The Washington Redskins football team has vowed to fight a federal district judge's recent order cancelling the team's federal trademark registrations as likely disparaging to Native Americans. Pro-Football Inc. (PFI) v. Blackhorse, 1:14-cv-01043. The team's planned appeal to the U.S. Court of Appeals for the Fourth Circuit sets up a second showdown in federal appeals courts over the government's ability to cancel or deny trademark registrations based on content. A full sitting of the Federal Circuit ' a court that specializes in patent and trademark issues ' earlier this year agreed to hear a case about the Asian-American dance rock band named “The Slants,” whose trademark registration request was denied as derogatory to people of Asian descent.

The question of how the government reviews such trademark registrations could be headed to the U.S. Supreme Court, especially if the two appeals courts reach different conclusions.
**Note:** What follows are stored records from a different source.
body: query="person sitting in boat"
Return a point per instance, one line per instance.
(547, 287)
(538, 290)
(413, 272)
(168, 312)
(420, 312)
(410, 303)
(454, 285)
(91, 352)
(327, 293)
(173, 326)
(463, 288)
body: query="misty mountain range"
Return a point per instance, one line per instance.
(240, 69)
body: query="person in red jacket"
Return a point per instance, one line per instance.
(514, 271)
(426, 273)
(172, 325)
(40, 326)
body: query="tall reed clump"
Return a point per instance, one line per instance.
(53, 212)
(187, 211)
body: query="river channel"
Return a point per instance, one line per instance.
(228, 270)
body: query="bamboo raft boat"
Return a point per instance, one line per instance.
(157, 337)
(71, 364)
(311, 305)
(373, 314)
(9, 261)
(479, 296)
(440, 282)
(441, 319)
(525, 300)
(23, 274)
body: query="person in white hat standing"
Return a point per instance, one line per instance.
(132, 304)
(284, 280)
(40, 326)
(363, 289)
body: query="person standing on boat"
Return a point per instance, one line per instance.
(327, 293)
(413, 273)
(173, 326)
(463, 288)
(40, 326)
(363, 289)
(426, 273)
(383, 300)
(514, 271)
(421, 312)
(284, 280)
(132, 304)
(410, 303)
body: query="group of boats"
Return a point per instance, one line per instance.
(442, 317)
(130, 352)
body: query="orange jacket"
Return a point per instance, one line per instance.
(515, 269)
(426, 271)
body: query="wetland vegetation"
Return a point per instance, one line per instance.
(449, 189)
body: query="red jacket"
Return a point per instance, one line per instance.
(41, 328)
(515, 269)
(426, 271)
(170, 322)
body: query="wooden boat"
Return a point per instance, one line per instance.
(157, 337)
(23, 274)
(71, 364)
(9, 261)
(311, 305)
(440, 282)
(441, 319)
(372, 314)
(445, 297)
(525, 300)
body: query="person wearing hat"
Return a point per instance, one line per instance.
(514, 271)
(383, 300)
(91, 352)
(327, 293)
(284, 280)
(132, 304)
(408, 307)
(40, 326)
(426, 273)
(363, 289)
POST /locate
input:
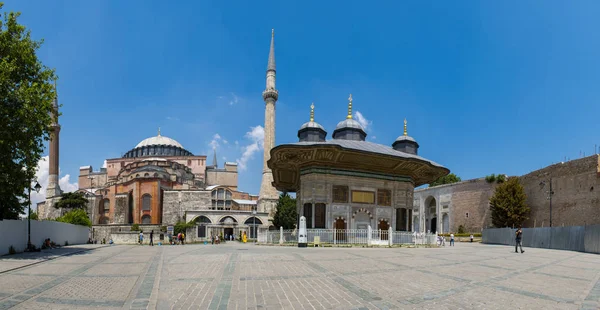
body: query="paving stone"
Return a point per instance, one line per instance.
(243, 276)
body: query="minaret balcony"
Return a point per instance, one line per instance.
(270, 93)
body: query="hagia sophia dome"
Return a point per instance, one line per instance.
(158, 146)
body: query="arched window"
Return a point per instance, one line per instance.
(105, 206)
(146, 219)
(253, 223)
(221, 199)
(146, 202)
(202, 221)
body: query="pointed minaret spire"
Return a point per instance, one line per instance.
(349, 107)
(215, 158)
(268, 195)
(271, 65)
(53, 189)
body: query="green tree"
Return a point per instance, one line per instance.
(72, 200)
(26, 96)
(286, 214)
(182, 227)
(76, 217)
(507, 205)
(447, 179)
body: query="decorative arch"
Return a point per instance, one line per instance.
(362, 210)
(250, 221)
(340, 218)
(201, 223)
(228, 220)
(104, 206)
(146, 202)
(146, 219)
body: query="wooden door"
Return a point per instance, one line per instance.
(384, 228)
(340, 227)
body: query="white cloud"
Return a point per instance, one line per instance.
(214, 143)
(234, 99)
(362, 120)
(256, 135)
(41, 176)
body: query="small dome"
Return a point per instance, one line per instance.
(405, 138)
(311, 125)
(349, 123)
(159, 140)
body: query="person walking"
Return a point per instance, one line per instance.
(519, 235)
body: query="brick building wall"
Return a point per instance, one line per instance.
(576, 199)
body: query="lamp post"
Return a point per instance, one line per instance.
(550, 194)
(254, 223)
(37, 188)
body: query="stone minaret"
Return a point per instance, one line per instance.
(53, 189)
(268, 196)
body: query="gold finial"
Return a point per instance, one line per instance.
(349, 107)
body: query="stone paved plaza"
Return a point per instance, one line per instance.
(245, 276)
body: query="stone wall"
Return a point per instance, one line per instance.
(175, 203)
(576, 199)
(99, 232)
(465, 203)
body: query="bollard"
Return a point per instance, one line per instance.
(280, 235)
(302, 235)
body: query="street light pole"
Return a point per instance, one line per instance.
(254, 223)
(37, 188)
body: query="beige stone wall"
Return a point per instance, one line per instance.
(322, 184)
(222, 177)
(455, 201)
(576, 199)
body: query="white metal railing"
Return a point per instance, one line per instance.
(347, 236)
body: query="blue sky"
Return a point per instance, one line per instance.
(486, 87)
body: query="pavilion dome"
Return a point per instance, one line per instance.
(311, 130)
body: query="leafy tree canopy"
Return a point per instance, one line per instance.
(286, 214)
(26, 95)
(507, 205)
(75, 217)
(72, 200)
(447, 179)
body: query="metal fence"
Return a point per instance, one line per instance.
(572, 238)
(347, 236)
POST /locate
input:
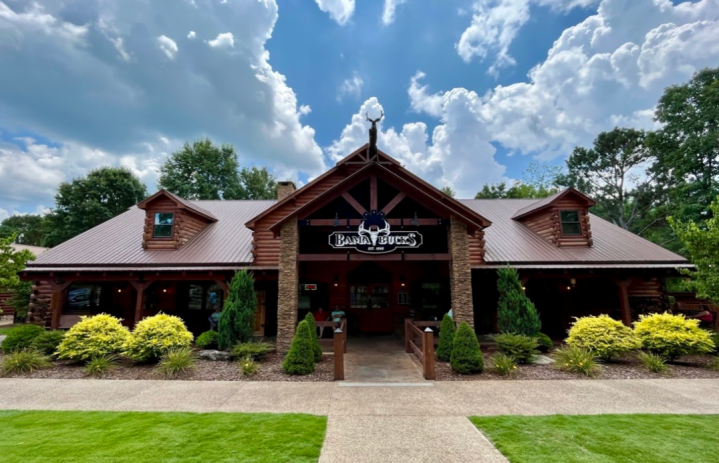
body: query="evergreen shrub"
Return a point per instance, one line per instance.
(156, 335)
(300, 360)
(446, 339)
(466, 354)
(92, 337)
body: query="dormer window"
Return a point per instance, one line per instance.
(163, 225)
(570, 223)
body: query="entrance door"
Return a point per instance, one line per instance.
(259, 322)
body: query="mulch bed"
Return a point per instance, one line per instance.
(689, 367)
(207, 370)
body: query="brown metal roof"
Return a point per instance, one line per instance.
(509, 240)
(119, 241)
(227, 242)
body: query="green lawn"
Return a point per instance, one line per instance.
(604, 438)
(138, 437)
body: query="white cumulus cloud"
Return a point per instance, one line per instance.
(339, 10)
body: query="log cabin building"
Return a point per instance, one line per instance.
(367, 236)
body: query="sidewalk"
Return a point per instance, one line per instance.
(386, 423)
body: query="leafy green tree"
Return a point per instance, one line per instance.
(256, 183)
(516, 314)
(446, 339)
(300, 360)
(466, 354)
(614, 172)
(310, 319)
(687, 145)
(89, 201)
(702, 242)
(28, 229)
(238, 314)
(202, 170)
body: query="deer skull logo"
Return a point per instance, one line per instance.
(374, 226)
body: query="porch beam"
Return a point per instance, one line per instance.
(353, 202)
(392, 204)
(372, 257)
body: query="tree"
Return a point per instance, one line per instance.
(317, 349)
(29, 229)
(446, 339)
(11, 262)
(256, 183)
(538, 181)
(88, 201)
(702, 242)
(449, 191)
(238, 314)
(687, 145)
(516, 314)
(614, 172)
(202, 170)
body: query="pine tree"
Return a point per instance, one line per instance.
(239, 312)
(300, 360)
(516, 314)
(466, 354)
(310, 319)
(446, 339)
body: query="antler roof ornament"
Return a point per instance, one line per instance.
(372, 150)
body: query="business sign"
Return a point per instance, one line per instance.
(374, 236)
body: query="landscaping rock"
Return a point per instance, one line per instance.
(542, 360)
(215, 355)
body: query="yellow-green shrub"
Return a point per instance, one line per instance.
(94, 336)
(603, 336)
(155, 336)
(672, 336)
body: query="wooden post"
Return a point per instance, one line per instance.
(339, 355)
(407, 335)
(428, 353)
(624, 301)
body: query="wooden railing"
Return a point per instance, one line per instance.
(421, 343)
(339, 330)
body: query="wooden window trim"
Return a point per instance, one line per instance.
(579, 222)
(172, 229)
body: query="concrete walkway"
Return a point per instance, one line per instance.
(373, 424)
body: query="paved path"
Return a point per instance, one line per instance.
(374, 424)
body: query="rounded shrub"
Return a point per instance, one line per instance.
(207, 340)
(446, 339)
(604, 336)
(21, 337)
(521, 348)
(300, 360)
(48, 341)
(672, 336)
(92, 337)
(316, 348)
(544, 342)
(155, 336)
(466, 354)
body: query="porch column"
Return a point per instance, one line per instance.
(57, 303)
(623, 286)
(460, 273)
(287, 298)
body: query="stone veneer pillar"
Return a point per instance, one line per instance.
(460, 273)
(287, 286)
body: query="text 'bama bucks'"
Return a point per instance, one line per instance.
(375, 237)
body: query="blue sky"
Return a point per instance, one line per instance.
(473, 90)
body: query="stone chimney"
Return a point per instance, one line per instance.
(284, 189)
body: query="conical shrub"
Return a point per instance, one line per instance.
(466, 354)
(446, 339)
(300, 360)
(310, 319)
The last time the decades-long fight over the Washington football team's name reached the High Court, the justices in 2009 declined to review a ruling that favored the team. Pro-Football Inc. v. Harjo, 565 F.3d 880 (D.C. Cir. 2009).

In July 2015, U.S. District Judge Gerald Bruce Lee in Alexandria, VA, upheld a decision last year by a patent and trademark administrative board that the Redskin trademarks violated federal law under the Lanham Act. The judge denied the football team's constitutional challenge to the section of the Lanham Act that addresses disparaging language.